Death's Excellent Vacation (Page 11)
Death’s Excellent Vacation (Sookie Stackhouse #9.5)(11)
Author: Charlaine Harris
HE and Lan have sent the kids back to the cabin to bathe, and they stand outside to give the kids privacy. Lan says they want privacy. Lan’s changed her clothes, but she’s still shivering. He warms the air around her, moving it gently. Protector. They watch through the windows. Through the steamy glass he sees them, bedraggled, silt-smeared animals filing into his shower, little girls coming out wrapped in his towels. A kittenish girl, a round brown girl with a tilted chin and pointed nose. The bear has the lazy man’s lumbering, rolling walk, the boy has a girl’s shy smile. "Cold water makes them–change. They change their shape. Hot water turns them back into human, " Lan says, her teeth chattering still. "How did you do that to them?" "I don’t know! As if I knew!" "There’s got to be some way to undo it. " "There was another spring. It’s gone. " It’s another kind of Talent from anything he knows. "I don’t believe in this. It’s magic. " "But you can fly, " she says, half laughing and half shivering. "I don’t have to believe in myself. " She watches the kids through the window. "Maybe all kinds of magic exist. Somewhere, in a cave, a family of werewolves is reading old Green Force comics and saying, ‘Of course he isn’t real. ‘ Ghosts are reading Sir Gawain and the Green Knight and saying what you’re a metaphor for. And the bats sleep through the day and dream of all of us. "

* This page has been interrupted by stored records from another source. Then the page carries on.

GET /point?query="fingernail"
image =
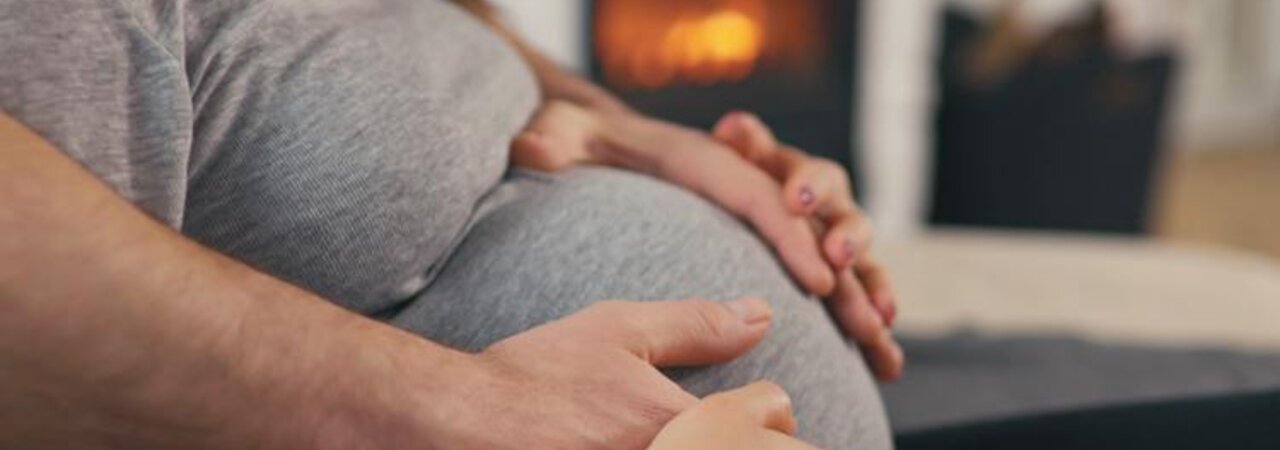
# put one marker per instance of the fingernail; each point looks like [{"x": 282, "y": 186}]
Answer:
[
  {"x": 807, "y": 196},
  {"x": 752, "y": 311}
]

He thinks of the Bat in his Cave. "And we’d all rather be human. " "I thought you could make them human again. Or at least give them time. You don’t get old–" "No, " he says sharply. "No. " When his parents began to get old, he thought about fixing their aging bodies. "There are stories about things I did. Humans getting old but not able to die. People turning into trees. They weren’t trees. You don’t want me messing with those kids. " I want to die. I want to get old and older and oldest and die, and turn into a tree, into a rock. I’ve been a man. She shudders, cold or dispirited. "What can you do, then?" "When my wife got old, I did nothing. That’s what I could do for her. I did nothing. " "No. " She turns toward him. In the half dark where they are watching, her eyes have turned dark as prophecy. "What can you do?" "I don’t understand. " "Move the light, " she says. "Move the light from the window. Can you do that?" He moves it an inch to the right. Parlor trick. "You can move light. But you got the kids to cover up the igloo because you were worried about satellites. You moved the water out of my lungs, but you didn’t move the fog off the lake. You heated the air for me, but you didn’t cool it for them. Here we are standing out in the cold. What can you do? I mean, have you ever thought about it? In an organized way?" She’s shouting at him. I can get old, he thinks. I can be old like a bitter old man. I can be bitter. But I can’t be an old man. I can’t be a man at all. The kids are looking out the window at him, adoring, hoping for miracles. "Who are you?" he says. "What right have you to ask me to do anything? You and they will be dead by the time I’ve had my lunch. You want me to do anything for you? You want me to care about you? That’s going to hurt me, and it won’t help you or them. " "You have no idea what you can do, do you?" He knows what he can’t do. "Then I’ve given you your wish, Green Man, " she says. "You are dead. You care about nothing. You are a rock. A stone. An old man fishing until the end of the world. " I can’t, he thinks. I don’t have the talent for that either. "Then let’s try something else, " she says.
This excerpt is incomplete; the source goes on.